Yehudis shifted her weight slightly.
“Everyone loves to try new flavors of ice cream sometimes, but they all come back to vanilla for a reason. This isn’t what they’ll want or need in the long term.” Yehudis seemed proud of her metaphor.
So I’m bubblegum ice cream now. Good thing I anticipated her resistance, I might’ve felt a little slighted otherwise.
“Look, Yehudis, I know the books are not your thing, and you’d like to hear something else. And I understand that completely. Don’t worry, I’ll give normal speeches too. But I do think this was really successful, and I’m sure the women who were here today would love to attend another speech like this.”
Yehudis pursed her lips like she was holding her tongue. She looked at her watch. “You know what, I really need to be going. We’ll continue this conversation later.”
“Sure thing.” I almost laughed out loud as she walked away. Who woulda thunk Yehudis Schloss would find her match in me?
Back in my car, my phone buzzed.
“Hello, traitor friend.”
“If I kvetch enough to you will you feel bad enough and move back?”
“Too late. I tried pulling that on my husband but it didn’t work.”

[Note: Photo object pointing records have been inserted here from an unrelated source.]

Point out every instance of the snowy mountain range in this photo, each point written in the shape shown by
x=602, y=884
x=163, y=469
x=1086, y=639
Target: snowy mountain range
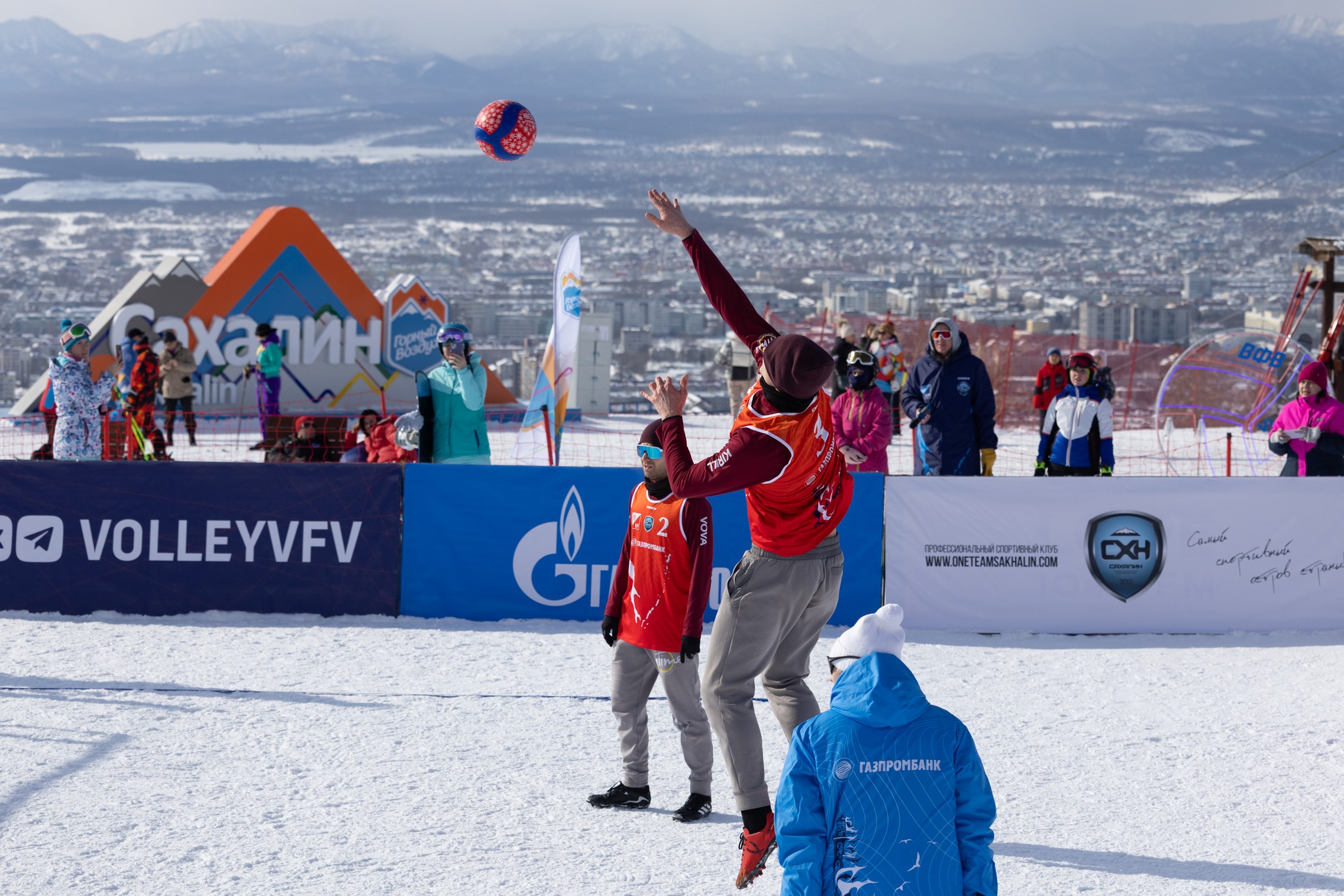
x=1298, y=61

“Wait, what?” Abby seemed shocked. I told her a little about how rough the going was. Not about the baby.
Abby listened patiently. “I called about Shifra,” she said when I finished. “Have you spoken to her lately?”
I felt a surge of nerves and maternal energy and sat up ramrod straight.
“Wait — what’s wrong? Is she okay? Is the baby okay?”
“Calm down, mama bear,” Abby said. “Nothing real is wrong, Shifra’s just been sounding a bit too, I dunno, type A nerves. It’s the homestretch and she’s freaking out. Was just gonna suggest that you call her more often. That’s all.”
My muscles eased. “Oh Abby, look at you, such a nice caring friend!”
“Be quiet.” She laughed.
“I promise I won’t tell anyone about this side of you.”
Good night, moon. Good night, cow jumping over the moon. Good night light and the red balloon. I whispered the words to myself. The clock read ten, I was ready to wind down. I looked around the kitchen, clean enough. I picked up a Lego-Clics hybrid Tzvi made and put on the counter to deal with tomorrow. Definitely bedtime.
I turned around. Chaim.
“I’m staaarving. Can you make me pastrami eggrolls?”
My face must’ve been that bad.
“Deli roll?” he tried again.
Do I, don’t I, do I, don’t I, I made all the nano-second calculations we mothers do. “Yes. Sure.”
“Thanks, Ma. You’re the best.”
I returned to my mostly clean kitchen, set the oven to preheat, opened the fridge, and started putting together the heartburn known as deli roll. It’s only an hour, I kept repeating to myself. Your son is worth an hour. But there’s another little voice: dorms. I turned back to see Chaim on the couch, feet up, head buried under throw pillows.
“Could we talk about getting back into the dorm?”